Muswamba Mwamba DrPH, M.P.H, IBCLC
Muswamba Mwamba is a father of five breastfed children. An International Board-Certified Lactation Consultant, a public health practitioner, and a scholar, his research interests focus on immigrant health within the minority group in the context of the U.S. health disparity. Muswamba helps mothers and babies obtain the best health outcomes by teaching and inspiring their partner/ father to fight to remove barriers that prevent successful breastfeeding. As a professor, Muswamba brings a global perspective on clinical and non-clinical information to enlighten graduate students on significant developments and trends in the field of infant feeding.

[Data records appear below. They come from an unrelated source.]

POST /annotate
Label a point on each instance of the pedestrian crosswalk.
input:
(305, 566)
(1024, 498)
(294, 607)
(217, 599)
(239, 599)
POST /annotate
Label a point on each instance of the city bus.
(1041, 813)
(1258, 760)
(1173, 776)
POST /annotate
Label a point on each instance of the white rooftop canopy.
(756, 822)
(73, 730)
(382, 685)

Muswamba’s professional journey illustrates his passion for how culture affects the quality of life and population health. Both depend on nutrition, which itself can be rooted in sound breastfeeding practice. For 20 years, he administered programs in different communities in New York and in Texas, where he experienced first-hand striking disparities in the fields of maternal and child health. In Westchester County, New York, Muswamba worked with various communities originally from South and Central America. For two years, using evidence-based approaches, he worked with Community Health Workers within the County to attract local families to health and nutrition services, prenatal care, and smoking cessation facilitation sessions. For 15 years in Dallas County, Texas, Muswamba served diverse and underserved communities, first as a clinician (IBCLC) and then as a manager. During his work, he oversaw and supervised the performance of a dozen community health workers while navigating the different environments in the County. Muswamba ran the most culturally diverse Women, Infants, and Children (WIC) clinic in Dallas County that became the most effective location to showcase WIC operations, as stated in the Federal Government (USDA, FNS) report.
The Breastfeeding Support Peer Dad program that Muswamba implemented at the City of Dallas WIC program was referenced in the 2011 publication of the Call to Action to Support Breastfeeding under U.S. Surgeon General Regina Benjamin. His effort to engage fathers in breastfeeding support led him to steer the “Best Fed Beginnings” committee to help bridge the gap between hospital discharges and community resources. In 2015 Methodist Dallas hospital (one of the healthcare institutions he strategically collaborated with) became the first healthcare organization in Dallas county to receive the Baby-Friendly designation. His genuine empathy for families without the needed information on breastfeeding resulted in him serving as the director of Reaching Our Brothers Everywhere, Inc (a national nonprofit organization whose goal is to educate minority populations on breastfeeding). Since 2014, Muswamba has served in different capacities in the USBC (United States Breastfeeding Committee) to help drive collaborative efforts for policy and practices that create a landscape of breastfeeding support in the United States. As a professor at the University of North Texas at Dallas, Muswamba contributes to the Urban SERCH Institute’s mission of elevating the university surrounding neighborhoods by fostering students’ culture of health.
Muswamba is a lifelong learner. He trained in Belgium, where he earned a bachelor’s degree in agricultural engineering, a master’s degree in the biochemistry of human nutrition, and a second master’s degree in food science and technology. Witnessing striking disparity in his maternal and child health practice, he deepened his understanding of public health’s complexity and scope in the U.S. and elsewhere. He subsequently earned a master’s degree in Public Health at the University of North Texas and a doctoral degree in Public Health Executive Leadership from the University of North Carolina at Chapel Hill.